Regras sobre o uso legal de videovigilância

É difícil contestar a eficácia da vigilância por vídeo no combate ao crime em um local de trabalho ou residência privada. Câmeras de vídeo visíveis são um grande impedimento na batalha contra furtos em lojas, roubos e assaltos, e câmeras secretas são ferramentas eficazes para ajudar a identificar e processar os responsáveis ​​por roubá-lo. Mas antes de começar a instalar suportes para câmeras e passar cabos de vídeo pelo teto, é uma boa ideia revisar as leis de vigilância. Embora apenas 16 estados tenham aprovado estatutos que tratam especificamente do problema, é importante seguir algumas diretrizes legais ao configurar seu sistema de vigilância - independentemente do estado em que você se encontra.

Leis Estaduais de Vigilância

Como não há leis federais que tratem especificamente da vigilância por vídeo, cabe a cada estado descobrir como lidar com a situação. Até o momento, 16 promulgaram leis que restringem a vigilância por vídeo. No Havaí, a vigilância por vídeo é legal apenas com o consentimento da pessoa que está sendo observada. No Alabama, Minnesota e Flórida, é normal vigiar quem você quiser, desde que a pessoa não esteja em um local privado - o que, por lei, é um lugar onde se pode razoavelmente esperar privacidade. O Arkansas, por outro lado, permite a vigilância em locais privados se o sujeito der consentimento, enquanto a Geórgia permite a vigilância em locais públicos e privados - mas as câmeras não podem ser escondidas em nenhum dos dois. Utah tem uma lei semelhante, mas a restrição de câmeras ocultas se aplica apenas a locais privados. Delaware, Kansas, Maine, New Hampshire e Dakota do Sul exigem consentimento para qualquer tipo de vigilância por câmera escondida, enquanto Utah, Michigan e Tennessee pedem consentimento apenas para câmeras escondidas em locais privados. E, finalmente, a lei da Califórnia declara que é ilegal fazer uma gravação de vídeo de "comunicações confidenciais" sem consentimento.

Não fora do gancho

O fato de seu estado estar ausente da lista mencionada não significa necessariamente que você é livre para realizar qualquer tipo de vigilância que desejar. Em muitos casos, a ausência de uma lei significa simplesmente que não há uma regra definida para um juiz seguir - então a decisão pode ser de qualquer maneira. Por exemplo, em um estado sem lei de vigilância, você provavelmente não será considerado culpado de conduta criminosa se um funcionário ou patrono processar porque acredita que seus direitos foram violados, mas há uma chance de você perder o processo. Por falar nisso, seu estado poderia facilmente colocar em vigor uma lei de vigilância por vídeo a qualquer momento.

Divirta-se com segurança

A menos que você sinta que é absolutamente necessário usar vigilância secreta, monte suas câmeras em locais visíveis ao público. Ao fazer isso, você não apenas se protegerá de quaisquer ramificações legais que possam surgir do uso de câmeras ocultas, mas também poderá estar melhor protegido contra o crime.
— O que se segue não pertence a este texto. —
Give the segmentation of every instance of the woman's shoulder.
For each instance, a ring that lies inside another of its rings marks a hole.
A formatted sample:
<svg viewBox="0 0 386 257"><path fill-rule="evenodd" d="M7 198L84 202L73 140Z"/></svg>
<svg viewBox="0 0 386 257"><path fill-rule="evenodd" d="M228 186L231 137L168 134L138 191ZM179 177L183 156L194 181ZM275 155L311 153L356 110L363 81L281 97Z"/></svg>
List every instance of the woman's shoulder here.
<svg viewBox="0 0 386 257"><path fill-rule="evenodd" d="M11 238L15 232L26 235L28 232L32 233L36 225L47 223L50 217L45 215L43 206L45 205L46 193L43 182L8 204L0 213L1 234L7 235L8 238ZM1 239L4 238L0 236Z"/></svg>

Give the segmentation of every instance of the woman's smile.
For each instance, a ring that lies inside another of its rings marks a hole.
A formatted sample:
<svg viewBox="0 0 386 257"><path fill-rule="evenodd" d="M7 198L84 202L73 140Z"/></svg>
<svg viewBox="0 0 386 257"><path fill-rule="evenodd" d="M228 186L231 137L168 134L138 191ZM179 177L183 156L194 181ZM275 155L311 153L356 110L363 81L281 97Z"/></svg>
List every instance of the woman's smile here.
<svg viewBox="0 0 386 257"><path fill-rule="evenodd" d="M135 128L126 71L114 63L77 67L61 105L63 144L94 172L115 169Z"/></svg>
A crença de que a mera presença de câmeras de vídeo reduz drasticamente o furto é tão popular que câmeras falsas se tornaram extremamente populares entre os grandes varejistas. Embora esses dispositivos não funcionem de fato, eles atuam como impedimentos eficazes de roubo porque levam clientes e funcionários a acreditar que estão sendo vigiados. Além disso, se o seu estado permitir vigilância em locais privados (por exemplo, banheiros e vestiários), certifique-se de que as câmeras estejam acompanhadas por sinais claramente visíveis que avisem os clientes que estão sendo monitorados para fins de controle de roubo - e certifique-se de que ninguém use sistema de segurança para tudo menos isso, para evitar uma confusão jurídica em suas mãos.

Filmes mudos

A lei federal afirma que gravar secretamente uma conversa só é legal se uma das partes que está sendo gravada souber disso. Embora 37 estados cumpram o padrão federal, os 13 restantes (Califórnia, Connecticut, Flórida, Illinois, Maryland, Massachusetts, Michigan, Montana, Nevada, New Hampshire, Pensilvânia, Oregon e Washington) deram um passo adiante, aprovando leis que exigem consentimento de ambas as partes. Embora nenhum desses estatutos trate especificamente da vigilância por vídeo, pode-se argumentar que uma gravação de vídeo com som pode ser regida por essas leis.